Com efeito, o vocábulo “Moscatel”, adjectivo de uma variedade de uvas adocicadas, apresenta-se como um sinal meramente descritivo da qualidade característica das mesmas, sendo, nessa medida, insusceptível de apropriação exclusiva pela recorrida. No mercado já operam diversas marcas que empregam aquele termo (“Dom Moscatel”, “Florito Moscatel do Douro”, “J.M.S. Moscatel de Setúbal”, “JP Moscatel”, “Moscatel de Santa Eugénia”, entre outras).

Acresce que a marca registanda possui suficiente capacidade distintiva resultante da conjugação do vocábulo “Palmela” – que não remete imediatamente para a proveniência geográfica do produto porquanto possui outros significados - com o elemento “Moscatel” que, designando a espécie de produto, encontra-se na disponibilidade de qualquer operador económico, sendo de utilização livre.

Também não existe semelhança gráfica ou fonética entre “Moscatel Palmela” e as DO “Palmela” e “Setúbal” que possa induzir o consumidor em erro ou confusão.

Por fim, a recorrida não é titular das DO “Palmela” e “Setúbal”, carecendo, nessa medida, de legitimidade para a obtenção do registo de marcas, dado que a comercialização de vinhos não se encontra no âmbito das suas atribuições e competências.

Com estes fundamentos, pediu o recorrente a revogação do despacho recorrido e a sua substituição por outro que conceda o registo da referida marca nacional n.º 482144.

Cumprido o disposto no artigo 43º do Código da Propriedade Industrial, o INPI remeteu o processo administrativo.

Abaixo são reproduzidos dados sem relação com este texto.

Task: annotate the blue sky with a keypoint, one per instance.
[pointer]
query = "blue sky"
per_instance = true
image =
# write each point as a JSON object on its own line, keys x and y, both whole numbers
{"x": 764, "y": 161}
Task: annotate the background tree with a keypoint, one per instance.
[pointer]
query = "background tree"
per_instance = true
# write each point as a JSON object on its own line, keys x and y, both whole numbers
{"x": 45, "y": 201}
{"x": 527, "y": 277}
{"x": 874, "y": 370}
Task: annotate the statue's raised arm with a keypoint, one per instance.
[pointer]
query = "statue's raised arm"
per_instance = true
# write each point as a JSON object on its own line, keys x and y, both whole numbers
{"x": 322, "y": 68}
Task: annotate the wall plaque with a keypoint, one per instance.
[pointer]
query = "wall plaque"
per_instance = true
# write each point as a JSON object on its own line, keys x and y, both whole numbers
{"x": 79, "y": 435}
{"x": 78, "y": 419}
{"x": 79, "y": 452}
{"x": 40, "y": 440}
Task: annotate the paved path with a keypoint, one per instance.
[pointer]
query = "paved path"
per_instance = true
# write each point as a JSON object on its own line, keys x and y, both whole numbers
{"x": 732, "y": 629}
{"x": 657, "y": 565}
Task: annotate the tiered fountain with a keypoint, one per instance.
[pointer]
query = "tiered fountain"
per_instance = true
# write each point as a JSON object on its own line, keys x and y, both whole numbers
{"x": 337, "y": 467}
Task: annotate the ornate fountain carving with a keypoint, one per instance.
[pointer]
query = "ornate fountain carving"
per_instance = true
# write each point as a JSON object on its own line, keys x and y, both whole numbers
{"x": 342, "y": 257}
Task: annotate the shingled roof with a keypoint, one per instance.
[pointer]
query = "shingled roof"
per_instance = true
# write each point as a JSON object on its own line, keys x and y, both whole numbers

A “COMISSÃO VITIVINÍCOLA REGIONAL DA PENÍNSULA DE SETÚBAL - CVRPS”, após citação, deduziu oposição, dizendo, essencialmente, o seguinte: O registo de uma marca para bebidas alcoólicas que reproduz integralmente a DO “Palmela” e parcialmente a DO “Setúbal” (posto que esta última integra também a designação tradicional ”Moscatel de Setúbal”, que por sua vez é reproduzida no vocábulo “Moscatel”), infringe as regras que a protegem, podendo induzir em erro quanto à proveniência do produto e às características de qualidade associadas ao mesmo, consubstanciando, assim, uma acção fraudulenta ao consumidor.

Acresce que a marca não possui capacidade distintiva, uma vez que se limita a designar a proveniência geográfica (“Palmela”) de um determinado produto (“Moscatel”), sendo nessa medida, meramente descritiva.

A comercialização dos produtos assinalados na classe 33, com os elementos acima referidos, sempre careceria do cumprimento de dois requisitos para ser conforme à lei: inscrição junto da CVRPS e certificação da respectiva qualidade pela mesma, nos termos legais, de acordo com o regime jurídico de reconhecimento no sector vitivinícola.

Entre as atribuições que lhe são conferidas pela lei, compete à recorrida impedir a utilização ilícita das DO “Palmela” e “Setúbal” possuindo, nessa medida, legitimidade para “demandar judicialmente ou participar dos autores das infracções à disciplina das denominações de origem e das indicações geográficas […]”,de acordo com o regime consagrado no Decreto-Lei n.º 212/2004 de 23 de Agosto.

Concluiu pela improcedência do recurso.

O processo prosseguiu. A sentença, reconhecendo a legitimidade da «COMISSÃO VITIVINÍCOLA REGIONAL DA PENÍNSULA DE SETÚBAL (CVRPS)», manteve o despacho recorrido.

O requerente recorreu para o Tribunal da Relação, mas sem êxito, tendo a sentença recorrida sido integralmente confirmada por acórdão de 9/07/2014.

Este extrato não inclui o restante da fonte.